Tableaux de commande

10.5 La conception et la disposition des cadrans et des tableaux de commande du matériel roulant automoteur ainsi que la conception et la disposition générale de la cabine ou du poste du conducteur ne doivent pas nuire à celui-ci dans ses manœuvres ni l’empêcher de manœuvrer le matériel roulant.

Mécanismes de contrôle

10.6 Le matériel roulant automoteur doit être muni d’un mécanisme de freinage et d’autres mécanismes de contrôle qui à la fois :

a) permettent de régler et d’arrêter en toute sécurité le mouvement du matériel roulant ou de toute pièce d’équipement accessoire qui en fait partie ou qui est à bord;

b) obéissent rapidement et de façon sûre à un effort modéré du conducteur.

Conduite du matériel roulant

10.13 L’employeur ne peut obliger un employé à conduire le matériel roulant automoteur à moins que l’employé ne soit capable de le faire en toute sécurité.

Le paragraphe suivant inclus dans l’instruction de l’agent de SST Rodgers explique sa compréhension de la violation des articles du Code et du RSSTT susmentionnés. Ce paragraphe se lit ainsi :

                        [traduction]

Il est difficile de contrôler des locomotives qui ont été conçues principalement pour être manœuvrées en marche avant (petit capot en tête) lorsqu’elles sont manœuvrées avec le grand capot en tête. La disposition de certains cadrans tels que le compteur de vitesse et le manomètre à air se trouvent dans une position de petit capot en tête. En raison de la position du conducteur lorsque la cabine est positionnée avec le grand capot en tête, certains mécanismes de contrôle, comme la poignée du frein automatique, le dispositif d’affranchissement sur la poignée de frein indépendant et le régulateur limitent les manœuvres du conducteur lorsqu’il règle ou arrête le mouvement.

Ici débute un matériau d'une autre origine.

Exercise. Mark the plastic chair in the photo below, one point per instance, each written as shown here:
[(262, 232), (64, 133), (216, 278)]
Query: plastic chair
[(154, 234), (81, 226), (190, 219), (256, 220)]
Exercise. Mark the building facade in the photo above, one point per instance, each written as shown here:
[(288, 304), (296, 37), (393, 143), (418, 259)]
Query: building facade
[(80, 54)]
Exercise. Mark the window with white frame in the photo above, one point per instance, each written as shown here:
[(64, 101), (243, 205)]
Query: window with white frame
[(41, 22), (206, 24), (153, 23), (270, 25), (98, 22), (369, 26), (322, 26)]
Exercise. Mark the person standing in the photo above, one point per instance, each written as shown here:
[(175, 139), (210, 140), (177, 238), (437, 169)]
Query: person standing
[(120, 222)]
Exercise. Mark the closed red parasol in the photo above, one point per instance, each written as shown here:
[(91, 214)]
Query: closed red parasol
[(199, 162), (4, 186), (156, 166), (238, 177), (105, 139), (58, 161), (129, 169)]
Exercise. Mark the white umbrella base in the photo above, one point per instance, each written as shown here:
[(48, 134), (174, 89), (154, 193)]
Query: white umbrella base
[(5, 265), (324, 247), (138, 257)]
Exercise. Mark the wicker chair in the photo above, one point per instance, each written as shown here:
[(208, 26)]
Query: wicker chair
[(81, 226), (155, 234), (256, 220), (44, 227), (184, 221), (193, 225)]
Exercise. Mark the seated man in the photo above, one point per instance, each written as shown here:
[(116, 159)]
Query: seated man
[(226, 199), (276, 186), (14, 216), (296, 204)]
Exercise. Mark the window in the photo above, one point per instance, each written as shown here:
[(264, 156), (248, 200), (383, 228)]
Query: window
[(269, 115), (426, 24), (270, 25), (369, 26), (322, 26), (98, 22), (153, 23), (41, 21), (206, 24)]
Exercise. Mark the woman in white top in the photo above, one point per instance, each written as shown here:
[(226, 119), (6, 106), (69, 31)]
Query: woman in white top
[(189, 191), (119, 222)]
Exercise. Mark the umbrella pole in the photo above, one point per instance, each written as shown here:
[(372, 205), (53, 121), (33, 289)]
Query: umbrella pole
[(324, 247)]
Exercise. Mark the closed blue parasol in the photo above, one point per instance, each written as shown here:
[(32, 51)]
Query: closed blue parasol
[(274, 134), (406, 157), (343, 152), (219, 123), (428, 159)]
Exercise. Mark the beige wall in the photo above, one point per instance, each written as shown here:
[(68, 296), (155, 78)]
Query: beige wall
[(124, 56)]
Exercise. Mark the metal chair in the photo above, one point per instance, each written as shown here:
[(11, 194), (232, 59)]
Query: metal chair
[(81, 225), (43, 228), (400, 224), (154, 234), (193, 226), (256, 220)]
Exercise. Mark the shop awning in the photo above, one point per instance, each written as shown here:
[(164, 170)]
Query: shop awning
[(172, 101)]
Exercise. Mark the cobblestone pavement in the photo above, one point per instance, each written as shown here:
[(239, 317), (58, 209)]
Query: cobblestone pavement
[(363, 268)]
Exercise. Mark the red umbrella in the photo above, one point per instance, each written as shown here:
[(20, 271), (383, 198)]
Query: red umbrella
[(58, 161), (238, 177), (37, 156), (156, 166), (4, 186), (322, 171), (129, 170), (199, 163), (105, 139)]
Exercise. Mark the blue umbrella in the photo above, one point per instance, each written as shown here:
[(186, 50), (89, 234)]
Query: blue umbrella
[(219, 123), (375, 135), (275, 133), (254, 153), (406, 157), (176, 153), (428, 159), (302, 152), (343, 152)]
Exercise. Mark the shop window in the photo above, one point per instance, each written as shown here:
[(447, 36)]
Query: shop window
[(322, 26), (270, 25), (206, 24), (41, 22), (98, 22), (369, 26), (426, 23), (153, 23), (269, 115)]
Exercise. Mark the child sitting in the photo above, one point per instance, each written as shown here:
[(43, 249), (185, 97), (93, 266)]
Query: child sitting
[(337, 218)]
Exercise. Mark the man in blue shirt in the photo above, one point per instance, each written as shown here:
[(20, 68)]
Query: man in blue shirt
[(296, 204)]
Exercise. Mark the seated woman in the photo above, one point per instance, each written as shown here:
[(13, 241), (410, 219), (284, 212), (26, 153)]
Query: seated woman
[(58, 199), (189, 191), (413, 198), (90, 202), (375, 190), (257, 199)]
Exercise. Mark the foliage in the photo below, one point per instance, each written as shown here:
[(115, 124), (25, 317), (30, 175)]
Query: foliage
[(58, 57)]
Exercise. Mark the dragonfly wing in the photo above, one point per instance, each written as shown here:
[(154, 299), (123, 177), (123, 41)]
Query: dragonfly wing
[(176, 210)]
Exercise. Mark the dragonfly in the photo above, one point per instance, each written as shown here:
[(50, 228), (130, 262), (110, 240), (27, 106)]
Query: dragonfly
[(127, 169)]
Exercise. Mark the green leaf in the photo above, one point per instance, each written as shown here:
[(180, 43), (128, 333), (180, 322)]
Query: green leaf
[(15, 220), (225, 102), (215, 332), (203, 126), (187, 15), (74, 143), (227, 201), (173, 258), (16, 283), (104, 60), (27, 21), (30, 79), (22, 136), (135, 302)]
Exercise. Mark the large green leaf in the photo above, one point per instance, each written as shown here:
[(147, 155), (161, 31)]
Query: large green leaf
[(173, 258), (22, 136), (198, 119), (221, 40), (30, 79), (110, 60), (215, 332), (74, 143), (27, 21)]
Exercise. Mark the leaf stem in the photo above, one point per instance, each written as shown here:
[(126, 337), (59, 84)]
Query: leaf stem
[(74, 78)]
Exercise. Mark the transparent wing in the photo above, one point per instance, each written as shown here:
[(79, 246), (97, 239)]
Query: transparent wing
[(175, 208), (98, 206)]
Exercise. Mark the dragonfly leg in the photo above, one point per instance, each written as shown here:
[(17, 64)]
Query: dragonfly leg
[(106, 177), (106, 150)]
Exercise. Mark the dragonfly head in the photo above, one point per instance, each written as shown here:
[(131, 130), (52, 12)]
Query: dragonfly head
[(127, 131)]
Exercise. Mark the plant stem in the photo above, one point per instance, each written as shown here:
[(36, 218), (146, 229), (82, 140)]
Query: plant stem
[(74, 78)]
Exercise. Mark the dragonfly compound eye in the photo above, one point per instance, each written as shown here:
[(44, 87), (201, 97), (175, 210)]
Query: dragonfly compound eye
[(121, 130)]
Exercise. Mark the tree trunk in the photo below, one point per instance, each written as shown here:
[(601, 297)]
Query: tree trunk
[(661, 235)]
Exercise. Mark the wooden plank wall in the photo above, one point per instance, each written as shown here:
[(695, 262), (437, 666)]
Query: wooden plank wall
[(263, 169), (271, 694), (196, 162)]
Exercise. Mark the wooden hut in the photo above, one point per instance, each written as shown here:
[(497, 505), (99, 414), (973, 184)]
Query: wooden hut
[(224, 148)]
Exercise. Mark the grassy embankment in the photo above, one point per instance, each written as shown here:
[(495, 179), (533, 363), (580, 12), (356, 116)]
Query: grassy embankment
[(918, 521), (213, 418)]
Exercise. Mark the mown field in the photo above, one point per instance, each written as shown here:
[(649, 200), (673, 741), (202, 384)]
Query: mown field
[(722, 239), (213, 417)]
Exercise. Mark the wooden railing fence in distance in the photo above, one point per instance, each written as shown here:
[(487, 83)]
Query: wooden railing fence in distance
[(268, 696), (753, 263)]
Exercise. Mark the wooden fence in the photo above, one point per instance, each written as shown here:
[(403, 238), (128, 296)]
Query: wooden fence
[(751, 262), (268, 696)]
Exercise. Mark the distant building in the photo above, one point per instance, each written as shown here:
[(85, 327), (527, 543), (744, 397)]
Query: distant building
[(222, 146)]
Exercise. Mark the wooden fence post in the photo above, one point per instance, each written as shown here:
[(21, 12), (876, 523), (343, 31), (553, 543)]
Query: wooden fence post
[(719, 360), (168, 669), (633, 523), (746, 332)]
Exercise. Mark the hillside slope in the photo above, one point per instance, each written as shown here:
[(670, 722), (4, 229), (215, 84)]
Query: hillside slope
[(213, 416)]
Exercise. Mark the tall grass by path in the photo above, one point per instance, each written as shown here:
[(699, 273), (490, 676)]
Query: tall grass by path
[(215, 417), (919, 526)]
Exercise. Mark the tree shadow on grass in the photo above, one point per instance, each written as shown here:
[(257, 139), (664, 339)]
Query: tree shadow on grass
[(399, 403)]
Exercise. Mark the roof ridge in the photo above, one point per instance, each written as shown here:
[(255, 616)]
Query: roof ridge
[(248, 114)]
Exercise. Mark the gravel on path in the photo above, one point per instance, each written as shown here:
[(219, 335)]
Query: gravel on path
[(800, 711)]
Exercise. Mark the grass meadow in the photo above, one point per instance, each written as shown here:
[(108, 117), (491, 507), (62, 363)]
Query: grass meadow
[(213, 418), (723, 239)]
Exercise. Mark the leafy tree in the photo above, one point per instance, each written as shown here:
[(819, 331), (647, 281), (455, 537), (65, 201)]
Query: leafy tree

[113]       Le paragraphe susmentionné tiré de l’instruction de l’agent de SST Rodgers exprime ce qui est au cœur du présent litige. Compte tenu des questions soulevées dans ce paragraphe, alors, je vais maintenant déterminer si le CN contrevient aux dispositions de l’alinéa 125(1) k) du Code et des articles 10.5, 10.6 et 10.13 du RSSTT.

[114]       Les observations du CN renvoient aux normes réglementaires qui prennent la forme de la Loi sur la sécurité ferroviaire. Ces observations ont été utiles et instructives. Cependant, les observations du CN ne contestent pas l’applicabilité des « normes réglementaires » mentionnées à l’alinéa 125(1) k) du Code, qui, aux fins du présent pourvoi, sont les articles 10.5, 10.6 et 10.13 du RSSTT. À la lumière de ce fait, et étant donné qu’il s’agit d’une infraction fondée sur les articles du Code et du RSSTT qui sont au centre du présent appel, c’est sur ces articles du Code et sur les normes réglementaires citées par le RSSTT que je vais limiter mon analyse.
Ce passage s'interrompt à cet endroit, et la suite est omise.